A MAN from Bolton who had thousands of pounds transferred to him by a friend who engineered an "bizarre2 scam spent the cash on drugs and prostitutes.

Twenty-eight-year-old council worker Matthew Ravey, has been jailed after having fraudulently transferred £80k to friends - including Jason Hurst from Bolton - while working for Rochdale Borough Council.

Ravey, of Weir Road, Rochdale, also created insolvency documents for himself and friends in an attempt to avoid reimbursing payday loan companies he was in debt to.

He was hired as a business rates officer at the council in October 2013, earning just under £18,000.

In June 2016, an employee looked into a business rates refund that Ravey had processed after noticing it by chance.

Ravey had applied a period of empty property relief totalling £4,208 on a company named Kinetic Security Products Ltd, despite records showing the company dissolved in 2014.

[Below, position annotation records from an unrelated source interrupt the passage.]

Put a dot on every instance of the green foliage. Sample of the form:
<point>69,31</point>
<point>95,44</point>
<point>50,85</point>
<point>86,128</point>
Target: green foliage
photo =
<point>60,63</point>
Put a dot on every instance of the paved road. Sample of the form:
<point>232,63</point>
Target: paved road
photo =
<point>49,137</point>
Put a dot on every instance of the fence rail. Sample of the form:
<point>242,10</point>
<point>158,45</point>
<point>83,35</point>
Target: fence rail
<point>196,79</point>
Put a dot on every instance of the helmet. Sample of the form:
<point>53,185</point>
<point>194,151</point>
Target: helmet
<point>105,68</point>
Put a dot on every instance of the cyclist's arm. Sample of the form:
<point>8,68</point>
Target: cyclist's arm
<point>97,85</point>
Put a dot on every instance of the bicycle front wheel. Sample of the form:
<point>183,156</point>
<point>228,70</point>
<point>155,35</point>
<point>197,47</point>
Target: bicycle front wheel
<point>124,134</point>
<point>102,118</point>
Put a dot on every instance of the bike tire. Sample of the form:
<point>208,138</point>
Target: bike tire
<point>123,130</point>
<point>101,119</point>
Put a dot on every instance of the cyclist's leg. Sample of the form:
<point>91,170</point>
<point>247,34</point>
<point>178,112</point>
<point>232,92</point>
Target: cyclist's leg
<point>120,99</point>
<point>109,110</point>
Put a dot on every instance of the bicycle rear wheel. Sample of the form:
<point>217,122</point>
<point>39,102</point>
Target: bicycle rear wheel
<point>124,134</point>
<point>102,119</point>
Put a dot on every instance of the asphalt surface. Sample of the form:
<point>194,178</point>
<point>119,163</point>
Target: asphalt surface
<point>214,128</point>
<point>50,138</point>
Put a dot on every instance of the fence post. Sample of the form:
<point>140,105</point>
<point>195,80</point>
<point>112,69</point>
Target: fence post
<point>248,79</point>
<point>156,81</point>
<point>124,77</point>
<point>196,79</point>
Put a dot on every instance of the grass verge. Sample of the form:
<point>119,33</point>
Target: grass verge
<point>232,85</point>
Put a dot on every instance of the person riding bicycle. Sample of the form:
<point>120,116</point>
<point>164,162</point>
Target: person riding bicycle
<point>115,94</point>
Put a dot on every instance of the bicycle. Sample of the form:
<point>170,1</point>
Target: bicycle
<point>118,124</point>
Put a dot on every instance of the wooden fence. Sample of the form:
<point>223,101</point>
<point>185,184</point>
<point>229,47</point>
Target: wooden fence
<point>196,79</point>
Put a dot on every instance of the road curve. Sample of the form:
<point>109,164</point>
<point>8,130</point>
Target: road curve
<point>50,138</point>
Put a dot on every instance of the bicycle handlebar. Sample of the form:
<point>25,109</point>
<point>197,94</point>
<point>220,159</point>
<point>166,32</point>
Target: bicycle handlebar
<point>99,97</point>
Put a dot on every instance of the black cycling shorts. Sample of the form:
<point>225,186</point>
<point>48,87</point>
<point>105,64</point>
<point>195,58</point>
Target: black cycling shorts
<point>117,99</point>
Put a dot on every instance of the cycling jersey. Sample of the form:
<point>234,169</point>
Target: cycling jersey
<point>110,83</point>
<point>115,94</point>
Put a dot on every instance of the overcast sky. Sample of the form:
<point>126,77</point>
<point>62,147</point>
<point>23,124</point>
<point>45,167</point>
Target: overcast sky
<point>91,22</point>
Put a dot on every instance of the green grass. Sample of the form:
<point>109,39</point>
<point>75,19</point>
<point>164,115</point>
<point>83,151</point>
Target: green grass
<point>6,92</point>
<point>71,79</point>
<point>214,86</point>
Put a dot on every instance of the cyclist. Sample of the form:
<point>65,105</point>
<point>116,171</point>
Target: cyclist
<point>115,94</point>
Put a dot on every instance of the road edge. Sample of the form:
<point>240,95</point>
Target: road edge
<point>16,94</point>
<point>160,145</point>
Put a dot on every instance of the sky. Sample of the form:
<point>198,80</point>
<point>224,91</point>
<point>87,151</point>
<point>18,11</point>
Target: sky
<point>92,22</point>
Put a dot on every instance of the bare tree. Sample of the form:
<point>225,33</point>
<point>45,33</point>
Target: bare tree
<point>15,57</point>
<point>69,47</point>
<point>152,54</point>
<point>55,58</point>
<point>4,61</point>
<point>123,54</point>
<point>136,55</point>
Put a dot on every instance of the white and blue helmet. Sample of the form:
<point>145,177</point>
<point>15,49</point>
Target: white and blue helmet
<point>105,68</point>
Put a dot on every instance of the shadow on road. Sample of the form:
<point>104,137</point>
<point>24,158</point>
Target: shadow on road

He created a new bank account and creditor address associated with the business that in fact belonged to co-conspirators Richard Rigby, aged 29, of Windmill Court, Rochdale and Andrew Foster , aged 32 of Smithybridge Road, Littleborough respectively.

Among the transfers were two payments totalling £3,274 to Hurst, aged 48, of Chorley Old Road, Bolton, who later admitted in police interview to spending the money on cocaine and prostitutes.

Hurst was sentenced at a previous hearing at Manchester Minshull Street Crown Court in November to complete 100 hours unpaid work after pleading guilty to one count of theft.

There were seven transfers to Michael Frames, aged 28, of Milbury Drive, Littleborough of just under £15,000. Frames was an NHS employee at the time, and arranged the fraud using his NHS email account. He has since left the NHS.

In total, £73,232 was transferred to his friends including Daniel Merriman, aged 27, of Hurstead Road, Milnrow, and Rigby.

Ravey’s works computer was also found to contain fraudulent insolvency documents.

The investigation revealed that he used these documents to obtain arrangements from loan companies to avoid paying off what he had borrowed – either having the loans written off or repayments on them significantly reduced.

He also offered this service to his friends – emailing one: “I have used it on three loans I had in the past. Two have been written off completely…BOOM xx.”

The fraud was worth a total £80,517 and the loss to Rochdale Borough Council was worth £76,308.

Detective Constable Sarah Langley of GMP’s Fraud Disruption Team said: “It’s clear from correspondence that Ravey imagined himself as some sort of criminal mastermind who’d concocted a fool-proof plan to get rich while avoiding his debtors.

“But frankly, the decision to use his employer’s email address to orchestrate it was one of many frankly bizarre factors in his ill-considered scam.

“After being confronted, he even tried to deny he’d done anything wrong – despite the paper chain from his computer clearly implicated him and his co-conspirators in his desperately flawed con job.

“Let’s not forget this was public money. Everyone – not least taxpayers in Rochdale – should be disgusted by his actions.”

Today the following men were sentenced at Manchester Minshull Street Crown Court: Ravey pleaded guilty to three counts of fraud and one count of theft and was sentenced to one year and six months.

Frames pleaded guilty to one count of money laundering and was sentenced to complete 100 hours unpaid work.

Foster pleaded guilty to one count of money laundering and was sentenced to complete 54 hours unpaid work.

Rigby was sentenced at a previous hearing at Manchester Minshull Street Crown Court on 4 February 2019 to complete 64 hours unpaid work after pleading guilty to one count of money laundering.

Merriman was sentenced at a previous hearing at Manchester Minshull Street Crown Court on 8 January 2019 to complete 80 hours unpaid work after pleading guilty to one count of money laundering.